To optimize text for machine translation:
Use a formal writing style
Use a simplified sentence structure
Unify terms
Check orthography, punctuation, and misspelling
Unify formats
Use the lowercase letters as much as possible
Mind e-mails, file paths, URLs
Use glossaries for specialized terms
Use a unified approach for toponym translation
When sending translation requests to get better MT results, make sure to specify the source text language, source text format, and standard HTML tags.
See the following sections for details on each of the above-mentioned optimization methods.
Formal Writing Style
It is beneficial to remove or substitute the following:
Slang words [e.g., wooot, buddy, or dude]
Loanwords and Neologisms [e.g., Grand Prix, e-bike]
Idioms and specialized Local Terms [e.g., break the ice = “get the conversation going”]
Ambiguous words and words with a different meaning in source language dialects, for example:
a) Words ending on -ed or -ing
b) The word "table" could mean a piece of furniture or a list, depending on the context
c) The word "glass" could mean material or tableware, etc
Phrases based on Local Humor, Customs, Sayings, and Biases
Ad-hoc Abbreviations [e.g., in French there are a lot of abbreviations used in everyday communication: BJR = bonjour, BZ = bisous, bises., etc.]
Use phrases based on the common knowledge [e.g., Earth is a planet]
Simplified Sentence Structure
To simplify sentence structure:
Make sentences consistent and self-sufficient
Don’t indulge in complex sentences with subordinate clauses
If you can, avoid passive voice
If needed, split a complex sentence
Unify Terms
The concept of unifying terms can be understood as, instead of using both “client” and “customer” to describe the same thing, stick with only one term throughout.
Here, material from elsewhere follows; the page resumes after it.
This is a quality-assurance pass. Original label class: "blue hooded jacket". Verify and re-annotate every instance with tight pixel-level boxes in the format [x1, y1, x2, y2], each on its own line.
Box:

Orthography, Punctuation, and Misspelling
Mistyped words can be mistranslated — “void gaps” instead of “avoid gaps” completely changes the meaning of the sentence.
Once our office had to take a break when we saw a machine-translated result of the mistyped word “assked”.
Unify Formats
It is beneficial to unify the following formats:
Prices and Currencies [e.g., $1.000]
Units of measurement [e.g., kg]
Numerals [try to use numbers instead of numerals, e.g., use “1“ instead of “one”]
Dates and Times [e.g., 2020–08–12, 14:45]
All other specified data and terms that could be unified
Lowercase Letters
It is beneficial to use lowercase letters as much as possible, and:
Avoid unnecessary capitalization [e.g., use “counterparty” instead of “Counterparty”]
Remove CAPS LOCK [e.g., the word “HERO” can be left untranslated]
E-mails, File paths, URLs
Avoid translating emails, file paths, and URLs as they can introduce some unexpected results in the translations. For example, the e-mail address “daisy@garden.to” can be machine-translated as flower @ yard, which is probably not the intended outcome.
Specialized Terms Glossaries
Use glossaries for specialized terms:
Add Sites [physical locations]/addresses [e.g., “Language Street” could be translated to the target language as “[target language direct translation of language + street]]
Add Products and Services names [e.g., translated Product name could be different from your company's Product name guide]
Add Names and Acronyms to a glossary [e.g., acronym “WORLD” could be translated as the word “world”]
Toponym Translation
Use a unified approach for toponym translation:
Choose whether to translate toponyms like La Grand-Place or leave their original naming
Follow grammatical rules when keeping foreign words in their original language in translated texts. For example, if you need to use some original French words in a translated English text, stick with English language grammatical rules.
Get Better MT Results
When sending translation requests to get better MT results, make sure to specify
Source text language: If the source text language is not specified, language detection kicks in. Language detection takes time and can also provide wrong (not literally wrong, but unexpected) results in some cases, e.g., Kungens Kurva is the name of a street in Stockholm (which is King’s Curve in Swedish). But if you try to translate it with no source language specified, you might get it autodetected as Croatian or even Polish. Consequently, the translation result will be very far from the original meaning.
Source text format: When specifying TEXT as a format, you’ll get plain text back. When specifying HTML, be ready to handle HTML-entities in the translation result, e.g., if you translate “Jag är mammas son” from Swedish to English with HTML format, you might get back “I'm my mother's son”.
Tagged Text: When translating tagged text, consider sticking to standard HTML tags, as some MT engines treat non-standard tags as a sentence breaker. Try translating “She <o>rose <o>and <o>left” to French, for example. You might get “Elle <o> Rose <o> et <o> la gauche” back while expecting something like “Elle s’est levée et est partie”.
If you stick to all the above-mentioned optimizations, you’re likely to be happy with the result.
If, however, you feel like you need to take some significant bits out of your text to make it machine-translatable, here is a trick: take them out, have it translated, and then bring them back, sprinkling your already decent-looking translated text with some spice and flavor.